Siegfried, a dragon-slaying superhero, has turned into a hapless pawn in Hagen’s evil scheme to gain control of the ring. Drugged into becoming a matchmaker for Gunther with the very woman to whom he has pledged his love, he goes on to propose marriage to Hagen’s sister, Gutrune. Daniel Brenna cut a dashing figure of youthful energy as Siegfried, replete with a touch of naivety and occasional mockery. Howver, his refined voice struggled to stay above the intrusive brass at times.
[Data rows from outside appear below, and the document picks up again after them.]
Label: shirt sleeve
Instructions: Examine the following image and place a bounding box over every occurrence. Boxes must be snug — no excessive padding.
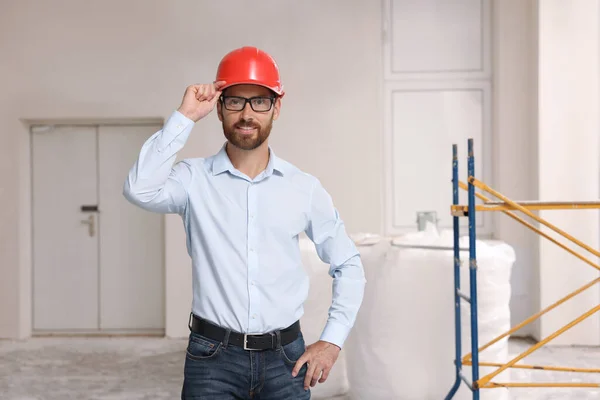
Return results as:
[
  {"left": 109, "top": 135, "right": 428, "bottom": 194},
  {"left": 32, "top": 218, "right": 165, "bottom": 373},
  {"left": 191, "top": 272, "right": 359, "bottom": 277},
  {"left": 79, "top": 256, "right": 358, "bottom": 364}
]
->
[
  {"left": 123, "top": 110, "right": 195, "bottom": 215},
  {"left": 305, "top": 178, "right": 367, "bottom": 349}
]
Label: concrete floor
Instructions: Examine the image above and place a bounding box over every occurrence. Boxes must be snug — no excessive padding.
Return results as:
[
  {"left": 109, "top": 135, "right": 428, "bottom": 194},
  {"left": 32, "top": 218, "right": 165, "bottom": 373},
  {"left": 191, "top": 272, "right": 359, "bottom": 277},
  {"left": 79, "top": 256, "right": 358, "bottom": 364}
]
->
[
  {"left": 507, "top": 338, "right": 600, "bottom": 400},
  {"left": 1, "top": 336, "right": 599, "bottom": 399}
]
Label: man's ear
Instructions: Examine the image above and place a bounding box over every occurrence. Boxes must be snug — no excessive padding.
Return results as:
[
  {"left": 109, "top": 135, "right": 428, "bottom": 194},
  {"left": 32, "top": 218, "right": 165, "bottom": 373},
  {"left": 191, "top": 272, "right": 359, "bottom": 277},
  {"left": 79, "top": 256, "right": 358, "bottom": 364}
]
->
[
  {"left": 216, "top": 101, "right": 223, "bottom": 122},
  {"left": 273, "top": 97, "right": 282, "bottom": 121}
]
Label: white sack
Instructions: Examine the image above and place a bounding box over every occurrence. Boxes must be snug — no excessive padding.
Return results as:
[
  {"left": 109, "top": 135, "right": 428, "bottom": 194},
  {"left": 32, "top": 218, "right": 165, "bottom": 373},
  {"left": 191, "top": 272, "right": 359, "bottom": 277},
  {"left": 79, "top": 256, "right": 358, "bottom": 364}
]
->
[
  {"left": 346, "top": 224, "right": 515, "bottom": 400},
  {"left": 344, "top": 234, "right": 394, "bottom": 399},
  {"left": 458, "top": 233, "right": 514, "bottom": 400},
  {"left": 299, "top": 236, "right": 354, "bottom": 399}
]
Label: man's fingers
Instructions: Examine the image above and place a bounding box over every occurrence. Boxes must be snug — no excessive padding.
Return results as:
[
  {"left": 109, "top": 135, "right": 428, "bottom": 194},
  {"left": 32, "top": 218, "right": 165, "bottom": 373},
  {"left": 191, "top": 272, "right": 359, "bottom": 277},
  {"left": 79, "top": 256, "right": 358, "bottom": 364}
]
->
[
  {"left": 292, "top": 354, "right": 308, "bottom": 377},
  {"left": 310, "top": 368, "right": 321, "bottom": 387},
  {"left": 194, "top": 86, "right": 204, "bottom": 101},
  {"left": 186, "top": 83, "right": 224, "bottom": 104},
  {"left": 200, "top": 86, "right": 211, "bottom": 102},
  {"left": 304, "top": 362, "right": 316, "bottom": 390},
  {"left": 209, "top": 91, "right": 221, "bottom": 106},
  {"left": 210, "top": 81, "right": 225, "bottom": 102},
  {"left": 318, "top": 368, "right": 330, "bottom": 383},
  {"left": 207, "top": 85, "right": 220, "bottom": 103}
]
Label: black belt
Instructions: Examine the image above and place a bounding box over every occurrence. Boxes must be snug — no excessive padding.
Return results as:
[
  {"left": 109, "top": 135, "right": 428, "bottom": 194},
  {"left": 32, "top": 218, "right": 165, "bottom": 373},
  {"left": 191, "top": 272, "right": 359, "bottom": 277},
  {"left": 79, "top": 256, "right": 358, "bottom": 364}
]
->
[{"left": 188, "top": 314, "right": 301, "bottom": 351}]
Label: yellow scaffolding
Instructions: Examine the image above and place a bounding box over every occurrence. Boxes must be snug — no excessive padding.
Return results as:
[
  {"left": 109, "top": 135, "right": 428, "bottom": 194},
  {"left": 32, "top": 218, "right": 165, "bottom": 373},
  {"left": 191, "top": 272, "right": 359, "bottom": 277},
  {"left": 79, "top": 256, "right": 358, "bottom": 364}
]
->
[{"left": 444, "top": 139, "right": 600, "bottom": 399}]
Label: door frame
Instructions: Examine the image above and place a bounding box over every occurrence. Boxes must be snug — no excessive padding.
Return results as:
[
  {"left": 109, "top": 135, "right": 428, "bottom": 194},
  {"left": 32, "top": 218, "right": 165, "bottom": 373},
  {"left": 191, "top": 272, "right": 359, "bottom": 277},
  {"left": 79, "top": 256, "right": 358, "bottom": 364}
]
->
[{"left": 25, "top": 117, "right": 165, "bottom": 337}]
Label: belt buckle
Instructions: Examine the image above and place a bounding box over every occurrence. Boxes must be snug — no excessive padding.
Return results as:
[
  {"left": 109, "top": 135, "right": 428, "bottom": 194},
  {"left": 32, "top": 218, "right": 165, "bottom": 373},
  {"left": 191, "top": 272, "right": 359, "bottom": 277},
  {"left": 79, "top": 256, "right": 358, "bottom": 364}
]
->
[{"left": 243, "top": 334, "right": 259, "bottom": 351}]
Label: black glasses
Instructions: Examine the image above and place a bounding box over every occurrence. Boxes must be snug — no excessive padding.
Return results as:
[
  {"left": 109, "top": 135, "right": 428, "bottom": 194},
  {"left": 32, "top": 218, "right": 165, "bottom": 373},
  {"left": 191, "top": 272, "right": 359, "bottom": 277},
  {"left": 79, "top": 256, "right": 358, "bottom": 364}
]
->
[{"left": 220, "top": 95, "right": 275, "bottom": 112}]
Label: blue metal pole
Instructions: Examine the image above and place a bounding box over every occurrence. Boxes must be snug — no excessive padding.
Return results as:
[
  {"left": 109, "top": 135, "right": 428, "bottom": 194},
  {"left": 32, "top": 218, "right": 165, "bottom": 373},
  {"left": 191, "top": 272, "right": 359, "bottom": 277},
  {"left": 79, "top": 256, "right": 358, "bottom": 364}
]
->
[
  {"left": 444, "top": 144, "right": 462, "bottom": 400},
  {"left": 468, "top": 138, "right": 480, "bottom": 400}
]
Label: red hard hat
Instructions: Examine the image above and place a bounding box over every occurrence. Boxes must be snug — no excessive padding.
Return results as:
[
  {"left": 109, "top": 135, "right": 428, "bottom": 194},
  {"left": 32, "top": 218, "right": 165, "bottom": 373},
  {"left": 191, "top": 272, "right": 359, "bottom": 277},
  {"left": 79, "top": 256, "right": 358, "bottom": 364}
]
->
[{"left": 215, "top": 46, "right": 285, "bottom": 97}]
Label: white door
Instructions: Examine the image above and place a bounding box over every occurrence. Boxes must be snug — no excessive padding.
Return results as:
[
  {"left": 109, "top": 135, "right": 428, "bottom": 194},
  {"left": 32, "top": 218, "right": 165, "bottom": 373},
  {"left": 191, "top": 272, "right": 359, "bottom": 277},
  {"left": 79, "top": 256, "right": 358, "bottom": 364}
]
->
[
  {"left": 98, "top": 125, "right": 164, "bottom": 331},
  {"left": 32, "top": 126, "right": 99, "bottom": 331},
  {"left": 32, "top": 124, "right": 164, "bottom": 334}
]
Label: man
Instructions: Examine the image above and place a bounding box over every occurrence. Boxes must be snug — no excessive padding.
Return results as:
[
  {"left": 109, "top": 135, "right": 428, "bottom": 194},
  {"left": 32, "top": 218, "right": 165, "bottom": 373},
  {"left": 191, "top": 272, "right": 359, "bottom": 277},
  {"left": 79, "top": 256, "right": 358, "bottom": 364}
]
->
[{"left": 123, "top": 46, "right": 366, "bottom": 399}]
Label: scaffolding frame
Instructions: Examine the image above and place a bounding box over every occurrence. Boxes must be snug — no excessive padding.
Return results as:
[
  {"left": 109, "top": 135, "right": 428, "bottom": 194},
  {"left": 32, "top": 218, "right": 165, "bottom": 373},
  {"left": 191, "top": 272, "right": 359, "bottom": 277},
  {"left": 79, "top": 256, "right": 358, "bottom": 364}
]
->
[{"left": 444, "top": 138, "right": 600, "bottom": 400}]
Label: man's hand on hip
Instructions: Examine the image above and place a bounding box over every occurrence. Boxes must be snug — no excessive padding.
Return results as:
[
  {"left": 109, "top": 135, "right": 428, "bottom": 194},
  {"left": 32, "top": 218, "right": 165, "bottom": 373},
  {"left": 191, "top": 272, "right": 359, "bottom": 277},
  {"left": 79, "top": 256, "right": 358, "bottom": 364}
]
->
[{"left": 292, "top": 340, "right": 341, "bottom": 390}]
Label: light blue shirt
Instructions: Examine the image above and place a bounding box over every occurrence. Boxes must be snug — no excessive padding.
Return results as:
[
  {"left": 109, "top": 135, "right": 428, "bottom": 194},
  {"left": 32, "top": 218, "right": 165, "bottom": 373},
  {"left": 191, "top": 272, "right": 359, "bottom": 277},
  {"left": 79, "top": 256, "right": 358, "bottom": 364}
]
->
[{"left": 123, "top": 110, "right": 366, "bottom": 348}]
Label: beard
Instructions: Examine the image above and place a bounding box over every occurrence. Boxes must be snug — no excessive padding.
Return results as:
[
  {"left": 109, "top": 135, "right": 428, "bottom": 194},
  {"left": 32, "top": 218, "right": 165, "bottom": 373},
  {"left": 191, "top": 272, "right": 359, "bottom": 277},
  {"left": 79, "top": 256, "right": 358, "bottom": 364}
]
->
[{"left": 223, "top": 116, "right": 273, "bottom": 151}]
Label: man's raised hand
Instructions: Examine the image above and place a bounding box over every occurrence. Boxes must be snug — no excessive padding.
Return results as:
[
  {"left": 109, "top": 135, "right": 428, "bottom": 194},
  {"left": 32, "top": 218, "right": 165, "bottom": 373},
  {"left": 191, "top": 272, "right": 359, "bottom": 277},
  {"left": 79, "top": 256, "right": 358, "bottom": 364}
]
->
[{"left": 177, "top": 81, "right": 226, "bottom": 122}]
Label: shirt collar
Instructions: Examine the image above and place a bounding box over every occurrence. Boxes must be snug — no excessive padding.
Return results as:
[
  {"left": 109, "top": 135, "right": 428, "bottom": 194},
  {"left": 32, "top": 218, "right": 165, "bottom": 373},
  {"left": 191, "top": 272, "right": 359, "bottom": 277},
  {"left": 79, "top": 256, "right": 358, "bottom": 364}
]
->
[{"left": 211, "top": 143, "right": 285, "bottom": 177}]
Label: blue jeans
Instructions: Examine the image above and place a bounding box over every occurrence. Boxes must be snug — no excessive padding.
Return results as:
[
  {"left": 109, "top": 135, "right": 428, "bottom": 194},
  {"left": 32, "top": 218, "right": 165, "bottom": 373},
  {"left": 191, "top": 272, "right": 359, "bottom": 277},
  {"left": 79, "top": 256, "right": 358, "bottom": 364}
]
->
[{"left": 181, "top": 329, "right": 311, "bottom": 399}]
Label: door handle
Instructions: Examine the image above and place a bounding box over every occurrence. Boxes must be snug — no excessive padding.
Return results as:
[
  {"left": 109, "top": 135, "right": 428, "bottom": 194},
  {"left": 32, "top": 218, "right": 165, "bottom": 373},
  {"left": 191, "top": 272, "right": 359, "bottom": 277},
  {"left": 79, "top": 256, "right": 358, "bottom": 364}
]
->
[{"left": 80, "top": 215, "right": 95, "bottom": 237}]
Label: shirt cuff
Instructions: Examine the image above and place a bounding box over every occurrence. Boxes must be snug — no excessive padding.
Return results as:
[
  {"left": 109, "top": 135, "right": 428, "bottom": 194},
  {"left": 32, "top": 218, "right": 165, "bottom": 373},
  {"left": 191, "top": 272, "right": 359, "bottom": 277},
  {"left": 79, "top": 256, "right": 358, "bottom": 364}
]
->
[
  {"left": 167, "top": 110, "right": 195, "bottom": 131},
  {"left": 155, "top": 110, "right": 195, "bottom": 153},
  {"left": 319, "top": 319, "right": 351, "bottom": 349}
]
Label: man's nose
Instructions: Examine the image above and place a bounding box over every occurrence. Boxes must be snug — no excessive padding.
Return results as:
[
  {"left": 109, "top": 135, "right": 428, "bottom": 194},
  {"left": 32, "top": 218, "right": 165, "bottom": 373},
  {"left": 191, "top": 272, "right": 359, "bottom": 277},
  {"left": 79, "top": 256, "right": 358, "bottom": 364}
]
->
[{"left": 241, "top": 101, "right": 254, "bottom": 120}]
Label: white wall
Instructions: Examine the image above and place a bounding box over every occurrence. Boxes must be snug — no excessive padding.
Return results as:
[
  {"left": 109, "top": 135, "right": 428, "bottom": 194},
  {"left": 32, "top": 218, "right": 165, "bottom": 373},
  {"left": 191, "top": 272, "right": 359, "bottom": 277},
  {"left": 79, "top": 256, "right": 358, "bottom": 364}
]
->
[
  {"left": 492, "top": 0, "right": 600, "bottom": 344},
  {"left": 1, "top": 0, "right": 598, "bottom": 345},
  {"left": 492, "top": 0, "right": 540, "bottom": 338},
  {"left": 536, "top": 0, "right": 600, "bottom": 345}
]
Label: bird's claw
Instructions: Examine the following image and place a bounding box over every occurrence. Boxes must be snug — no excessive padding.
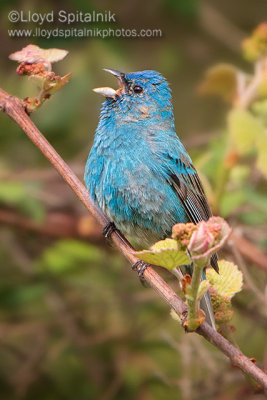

The star of the production was undoubtedly Gun-Brit Barkmin as Brünnhilde. She displayed an amazing range of emotional expression, from gentle lyrical beauty – as in her goose-pimple inducing lament for Siegfried upon his death – to high drama, as in her lashing out at the gods for their perverted cruelty. Svelte in the former and forceful in the latter, her voice displayed tremendous agility and malleability. Her voice was one of few which consistently projected above the orchestra throughout with impeccable diction. Unwavering intensity and clarity of purpose informed her character as a deity renounced by her father and jilted by the lover for whom she lost her divinity, but who nevertheless performs a final act of sacrifice.

Michelle DeYoung assumed a darkness befitting the pitiful state of her father Wotan and the imminent disintegration of his empire, yet warmth and sympathy still enveloped her plea to Brünnhilde to give up the ring. The role of two-dimensional and somewhat gullible Gutrune didn’t give Amanda Majeski much scope to explore the full potential of her vocal prowess, but what we did hear was soothing and adroit handling of the material. Bass-baritone Shenyang, 2007 BBC Cardiff Singer of the World, exuded more confidence than one would have expected from Gunther, acquiescent accomplice to Hagen’s manipulation and full of self-doubt about his leadership of the Gibichungs. His earnest and full-bodied tone was a good counterbalance to Hagen’s brazen lack of decency.

The returning Rhinemaiden trio provided much needed relief to the hefty dramatic material. The rhythmic ensemble of Eri Nakamura, Aurhelia Varak and Hermione Haselböck was delightful in their ethereal and angelic delivery. By contrast, the combined choirs were a thunderously sonorous “third voice”.

The orchestra carefully and skilfully unravelled the multiple strains of Wagner’s intricate score, always in tandem with the singers. The strings and brass, emotional underpinning to the drama, inevitably upbraided some members of the cast for the occasional lack of projection, but solo woodwinds, notably the oboe and the clarinet, shone with moments of supreme tenderness. As Wagner’s story completed a full circle with the restoration of the ring to the Rhinemaidens, Jaap van Zweden blazed a trail for the Hong Kong Philharmonic to join the international big league.